车队停泊在学校大操场,我们下车列队,营长安排哨兵接替警卫侦察连的战友接管校门,安排各连队宿营地。校园里,传来报数的声音和口哨声。一会儿,跑步声从操场传出,各连队分别带开,跑向不同教室。
营部分到三年级一班教室,进入教室。课桌已经并排相连排在教室靠里一侧,桌面上,可以放置竹席,供晚间休息。黑板上,有彩色粉笔写的文字“热烈欢迎解放军叔叔驻训我校”,文字两侧,是粉笔画的彩色花朵,红色的花朵点缀于绿色的枝头,花的旁边画着两个小孩咧开大嘴大笑的卡通人物画。
讲台两边放着几十个红色热水瓶,瓶里装满开水。靠讲台的墙壁边,有几个竹筐,筐里放着黄灿灿的橘子。有一只竹筐是空的,里面放着一张纸条,白纸黑字手写“橘皮请投放于此”。字体为行书,苍劲有力,看得出来是老师所写。我看到黑板边有粉笔,我用粉笔在黑板上写下几个字:”“感谢龙泉人民,感谢老师、同学们。”
我们放下背囊,整理内务。竹席摊开在课桌上,被子、枕头放到竹席上,朝向一致。黄色脸盆放到课桌下。
热水洗脸,毛巾上温热的水蒸烫着有些灰尘的脸庞,热水泡脚,消除着连日来积累的疲倦,真舒服。在浙西南山岭间钻了几天山沟的我们,捧着热毛巾,无比惬意。我们相互帮助,往军用水壶里装满开水。
讲台边上的橘子吃不吃?我们不敢擅自做主。战友周贵斌去请示营部管理员杨中尉。杨中尉思量后,说,吃吧!吃完了橘子皮放好,教室卫生要搞好。大家一阵欢天喜地。浙江的橘子,自古有名,深黄色桔瓤扔进嘴巴里,轻轻一咬,瞬间甘甜的新鲜汁水充盈整个口腔,甜得要掉牙齿。
教室一角放着报架。报架上有当天的《龙泉日报》。

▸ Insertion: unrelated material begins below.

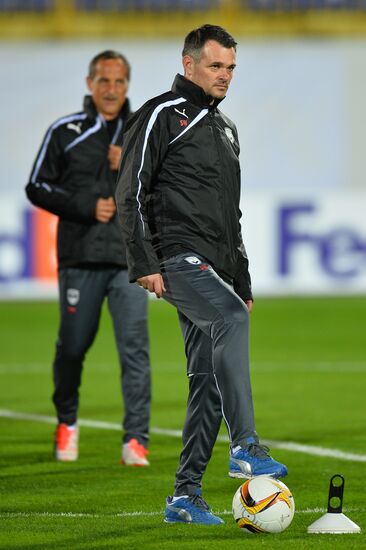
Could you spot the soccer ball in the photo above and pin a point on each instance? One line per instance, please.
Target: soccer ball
(263, 505)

我拿起一份报纸看起来,在日报的副刊,我看到一篇题为《依稀别梦寒》的文章,是一个高三女生关于毕业的感想。我惊叹于女孩细腻敏感的文笔,文中有对三年高中生活的怀念,对老师的感恩,对同学的留念,对未来大学生活的憧憬。我仿佛看到一个秀丽的江南女孩坐在台灯下书写的身影,看到了浙南山区孩子们对大山外面世界的向往。龙泉,不是只有宝剑和瓷器,更有腹有诗书的莘莘学子。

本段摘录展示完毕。